Keeping doctors independent

Hazan’s research is self funded. Ventura Clinical Trials does not have the backing of any pharmaceutical company or foundation for the work they are doing related to COVID.

Separate from those who are participating in the trials, Hazan is treating hundreds of patients off-label with treatment protocols that may include hydroxychloroquine and Ivermectin, azithromycin, doxycycline, along with vitamins C, D and Zinc.

Many of the patients coming to her for treatment were unable to get treatment from local doctors or hospitals. Hazan is seeing strong pushback from hospitals due to the off-label use of these medications, even though they have been in use for decades, treating thousands of people safely for other illnesses.

A major hurdle in getting early treatment to patients is the lack of local doctors understanding the approach.

“I’m trying to shake them up. By the time the treatment protocols being tested today are accepted guidelines, it will be two, three, five years. Maybe COVID will disappear by then, maybe it will become stronger.” She says that many doctors are hamstrung by the “guidelines. They are not practicing the art of medicine, they are practicing the guidelines. Maybe that saves you from a lawsuit, but it doesn’t save the patient.”
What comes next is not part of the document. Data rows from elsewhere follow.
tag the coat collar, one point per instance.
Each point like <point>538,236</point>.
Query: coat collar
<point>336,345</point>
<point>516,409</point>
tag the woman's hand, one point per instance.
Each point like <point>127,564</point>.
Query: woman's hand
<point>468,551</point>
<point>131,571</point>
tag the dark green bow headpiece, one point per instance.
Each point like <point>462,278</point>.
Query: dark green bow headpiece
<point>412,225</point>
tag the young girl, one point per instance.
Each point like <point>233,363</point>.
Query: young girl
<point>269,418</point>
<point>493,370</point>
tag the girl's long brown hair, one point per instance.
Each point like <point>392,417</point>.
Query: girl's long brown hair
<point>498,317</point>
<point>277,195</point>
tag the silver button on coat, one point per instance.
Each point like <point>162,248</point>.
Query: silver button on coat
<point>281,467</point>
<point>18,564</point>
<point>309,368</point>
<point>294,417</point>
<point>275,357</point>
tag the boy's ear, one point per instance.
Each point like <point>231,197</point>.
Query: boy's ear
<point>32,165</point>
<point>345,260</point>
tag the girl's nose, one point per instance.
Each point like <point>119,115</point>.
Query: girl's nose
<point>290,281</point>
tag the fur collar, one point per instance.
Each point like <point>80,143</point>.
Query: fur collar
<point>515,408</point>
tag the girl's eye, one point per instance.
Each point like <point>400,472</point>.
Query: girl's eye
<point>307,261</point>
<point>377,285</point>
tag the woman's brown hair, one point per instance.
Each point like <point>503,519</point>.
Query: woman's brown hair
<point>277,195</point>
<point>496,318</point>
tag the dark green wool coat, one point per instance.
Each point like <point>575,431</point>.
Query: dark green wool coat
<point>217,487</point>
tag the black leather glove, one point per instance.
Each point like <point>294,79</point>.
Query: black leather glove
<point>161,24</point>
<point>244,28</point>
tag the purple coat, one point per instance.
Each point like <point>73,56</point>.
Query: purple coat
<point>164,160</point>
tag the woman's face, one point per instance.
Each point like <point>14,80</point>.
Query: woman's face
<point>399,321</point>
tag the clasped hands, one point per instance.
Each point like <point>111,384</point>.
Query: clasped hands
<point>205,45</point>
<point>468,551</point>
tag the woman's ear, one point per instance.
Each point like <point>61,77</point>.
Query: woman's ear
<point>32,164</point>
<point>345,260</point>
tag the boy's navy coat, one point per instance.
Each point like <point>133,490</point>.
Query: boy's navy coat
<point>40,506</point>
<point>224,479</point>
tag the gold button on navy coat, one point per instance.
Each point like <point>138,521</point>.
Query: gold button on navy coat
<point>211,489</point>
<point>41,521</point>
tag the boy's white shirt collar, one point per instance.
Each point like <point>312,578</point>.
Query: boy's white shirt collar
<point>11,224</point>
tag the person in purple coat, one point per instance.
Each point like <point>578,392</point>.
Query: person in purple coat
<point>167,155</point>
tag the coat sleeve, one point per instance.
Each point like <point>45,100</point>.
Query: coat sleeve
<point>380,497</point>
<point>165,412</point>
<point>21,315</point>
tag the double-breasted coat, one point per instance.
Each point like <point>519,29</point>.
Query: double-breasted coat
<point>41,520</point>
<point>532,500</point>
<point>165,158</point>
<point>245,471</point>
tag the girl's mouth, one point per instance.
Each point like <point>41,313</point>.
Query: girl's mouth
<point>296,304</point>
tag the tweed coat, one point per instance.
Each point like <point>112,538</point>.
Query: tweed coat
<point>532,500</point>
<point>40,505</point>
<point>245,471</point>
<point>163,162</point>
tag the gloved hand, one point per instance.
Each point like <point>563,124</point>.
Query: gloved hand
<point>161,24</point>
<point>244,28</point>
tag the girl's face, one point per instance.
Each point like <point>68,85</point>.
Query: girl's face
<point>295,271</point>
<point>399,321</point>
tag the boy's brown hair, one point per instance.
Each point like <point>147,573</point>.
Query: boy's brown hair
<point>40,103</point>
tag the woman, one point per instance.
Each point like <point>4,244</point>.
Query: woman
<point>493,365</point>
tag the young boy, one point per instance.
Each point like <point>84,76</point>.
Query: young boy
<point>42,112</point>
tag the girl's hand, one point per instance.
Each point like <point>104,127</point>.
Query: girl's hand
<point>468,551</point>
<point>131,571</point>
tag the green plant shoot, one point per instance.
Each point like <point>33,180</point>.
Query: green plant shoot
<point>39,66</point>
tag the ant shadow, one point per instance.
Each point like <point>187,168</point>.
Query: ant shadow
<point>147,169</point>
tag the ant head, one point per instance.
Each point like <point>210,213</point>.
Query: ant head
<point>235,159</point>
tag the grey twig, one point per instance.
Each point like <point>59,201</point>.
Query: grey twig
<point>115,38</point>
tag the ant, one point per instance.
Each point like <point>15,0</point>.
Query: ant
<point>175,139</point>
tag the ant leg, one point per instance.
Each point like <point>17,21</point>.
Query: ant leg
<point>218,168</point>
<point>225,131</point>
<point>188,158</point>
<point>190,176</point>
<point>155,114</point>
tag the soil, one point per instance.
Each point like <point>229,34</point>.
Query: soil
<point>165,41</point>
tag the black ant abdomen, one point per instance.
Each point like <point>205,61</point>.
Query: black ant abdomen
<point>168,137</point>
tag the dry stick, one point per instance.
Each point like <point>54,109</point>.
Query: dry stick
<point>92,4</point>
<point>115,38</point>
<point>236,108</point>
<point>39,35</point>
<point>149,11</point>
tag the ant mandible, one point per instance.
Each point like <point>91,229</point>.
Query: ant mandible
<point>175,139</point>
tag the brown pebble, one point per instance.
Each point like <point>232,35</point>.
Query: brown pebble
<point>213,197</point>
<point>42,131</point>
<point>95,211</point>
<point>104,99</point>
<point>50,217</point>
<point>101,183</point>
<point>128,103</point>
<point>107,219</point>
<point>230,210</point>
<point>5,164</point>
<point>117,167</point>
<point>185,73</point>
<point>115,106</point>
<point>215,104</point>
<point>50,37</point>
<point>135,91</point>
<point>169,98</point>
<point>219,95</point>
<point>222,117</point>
Hazan and other doctors around the country are comfortable treating patients off-label, at home and early on for COVID. “In our aim to protect the patient we have lost the patient,” and the tendency of “not trying new treatment options allows for death of the patients. Ultimately, if we do not try and we don’t push we’ll never find answers.” The answers are within us and we must be brave enough to try for the sake of the patients but for the sake of survival of humanity. The “right to try” (when patients are begging for investigative products) is an integral part of medicine and one that remains part of the patient-doctor relationship but also part of informed consent. Informed consent protects the patients and the doctor and allows for investigative products to be attempted in a new virus that has killed hundreds of thousands of people.